Depuis lors, la Libye n’a eu de cesse de se fragmenter. Le pays a maintenant plusieurs forces politiques, chacune soutenue par différentes milices et tribus.

La plupart des hôpitaux en Libye fonctionnent en dessous de leur capacité.

Les services de base tels que l’accès à l’électricité et l’eau, à la santé et l’assainissement, sont déficients dans de nombreux cas. Les hôpitaux et cliniques ont du mal à faire face, avec 17,5% d’entre eux fermés, et le reste fonctionnant à une fraction de leur ancienne capacité.

L’hôpital de radiothérapie de Benghazi était le seul hôpital de l’est de la Libye à offrir un traitement spécialisé pour les patients atteints de cancer, et le seul qui fournissait une planification de thérapie 3D. En 2014, les 500 patients qui dépendaient d’un traitement ont été contraints de le continuer à l’étranger ou de l’arrêter complètement.

« Nous ne pouvions plus accéder à l’équipement de radiothérapie ni le retirer du bâtiment », explique le docteur Awad Alkatib, spécialiste en oncologie à l’hôpital. « Nous ne pouvions plus traiter nos patients ».

Awad Alkatib montre les travaux de rénovation à l’extérieur du bâtiment principal de l’hôpital de radiothérapie.

L’hôpital est resté fermé jusqu’à la fin 2016. « Il était dans un triste état », explique Alfaituri, l’un des premiers à entrer dans le bâtiment après qu’il soit redevenu accessible. « Les missiles avaient détruit de nombreux bureaux et zones de traitement. Le système électrique était endommagé et le mobilier saccagé. Beaucoup d’équipement avait été volé. Nous étions dévastés, » se souvient-il.

Déterminée à rouvrir et à recommencer à soigner les patients, la direction de l’hôpital a demandé l’aide du Mécanisme de Stabilisation pour la Libye (en anglais), mis en oeuvre par le PNUD. Lancé en avril 2016, le mécanisme vise à combler les lacunes entre l’aide humanitaire d’urgence et le développement durable, en réhabilitant les infrastructures critiques, en renforçant la capacité des autorités locales à répondre aux besoins de la population; et en améliorant les capacités de médiation et de résolution des conflits.

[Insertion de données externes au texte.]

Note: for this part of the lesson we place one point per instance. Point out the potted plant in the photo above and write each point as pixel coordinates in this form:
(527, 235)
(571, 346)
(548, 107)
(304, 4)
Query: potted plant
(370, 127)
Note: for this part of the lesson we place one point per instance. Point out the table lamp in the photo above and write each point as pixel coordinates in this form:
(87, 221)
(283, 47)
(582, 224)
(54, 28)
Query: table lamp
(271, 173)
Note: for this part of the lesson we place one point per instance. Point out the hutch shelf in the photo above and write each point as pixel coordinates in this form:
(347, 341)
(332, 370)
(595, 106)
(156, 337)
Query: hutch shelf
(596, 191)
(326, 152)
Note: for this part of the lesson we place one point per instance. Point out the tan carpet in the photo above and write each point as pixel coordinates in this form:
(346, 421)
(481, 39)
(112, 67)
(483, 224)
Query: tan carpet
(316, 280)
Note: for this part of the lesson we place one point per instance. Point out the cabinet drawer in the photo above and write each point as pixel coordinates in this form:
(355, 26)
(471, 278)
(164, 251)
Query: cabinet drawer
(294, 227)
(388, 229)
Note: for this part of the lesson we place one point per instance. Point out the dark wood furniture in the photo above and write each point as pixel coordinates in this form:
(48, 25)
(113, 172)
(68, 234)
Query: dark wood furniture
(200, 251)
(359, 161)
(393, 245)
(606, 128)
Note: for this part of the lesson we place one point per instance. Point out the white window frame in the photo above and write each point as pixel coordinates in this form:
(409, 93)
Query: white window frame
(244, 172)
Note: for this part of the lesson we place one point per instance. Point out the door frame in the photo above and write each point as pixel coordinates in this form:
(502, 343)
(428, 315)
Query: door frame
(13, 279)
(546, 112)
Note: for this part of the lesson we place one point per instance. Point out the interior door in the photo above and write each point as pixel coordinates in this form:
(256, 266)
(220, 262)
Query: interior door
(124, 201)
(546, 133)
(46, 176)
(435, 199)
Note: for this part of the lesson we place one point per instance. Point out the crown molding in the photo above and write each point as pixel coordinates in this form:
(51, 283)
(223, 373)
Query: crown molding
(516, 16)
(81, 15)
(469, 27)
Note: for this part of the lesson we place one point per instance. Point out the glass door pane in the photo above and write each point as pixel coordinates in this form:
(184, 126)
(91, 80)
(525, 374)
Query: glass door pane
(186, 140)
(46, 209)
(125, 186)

Le soutien vise à réhabiliter les infrastructure critiques : écoles, établissements de santé et bureaux gouvernementaux.

À l’hôpital de radiothérapie, les sections endommagées ont été réparées et repeintes; les systèmes électrique, mécanique et de ventilation réhabilités et les salles de stockage des médicaments rénovées.

Le PNUD a également réparé et modernisé l’accélérateur linéaire, qui avait été endommagé et pillé pendant le conflit. Cette machine de haute technologie est unique en Libye orientale.

« Il n’y a pas de clinique privée qui puisse fournir le traitement que nous dispensons, et il est très coûteux de recevoir des traitements de radiothérapie à l’étranger, » dit le docteur Awad. « Le personnel médical avait été vraiment frustré de ne pas pouvoir aider les patients. Maintenant, nous avons un endroit approprié pour faire notre travail ».
L'aile de radiothérapie de l'hôpital est prête à accepter à nouveau des patients.

Le centre fonctionne maintenant à environ 80% de sa capacité et traite 45 cas par jour, principalement des cancers du sein et des tumeurs cérébrales. L’hôpital offrira bientôt des services de diagnostic tels que des tomodensitogrammes et des IRM.

Alfaituri se souvient d’une patiente atteinte d’une tumeur sur la langue : « C’était tellement grave qu’elle était incapable de parler. Après le traitement, voir à quel point elle était ravie de pouvoir parler à nouveau nous a rappelé la véritable importance de notre travail ».

Le mécanisme de stabilisation continue à soutenir l’hôpital ainsi que d’autres établissements dans toute la Libye en installant des systèmes photovoltaïques, en fournissant des ambulances, des camions à ordures, des camions de pompiers, des générateurs et des ordinateurs pour les écoles et les administrations, au bénéfice de plus d’1 million de personnes.

Parmi les principaux besoins identifiés pour rétablir les services de santé, des ambulances pour les interventions d’urgence.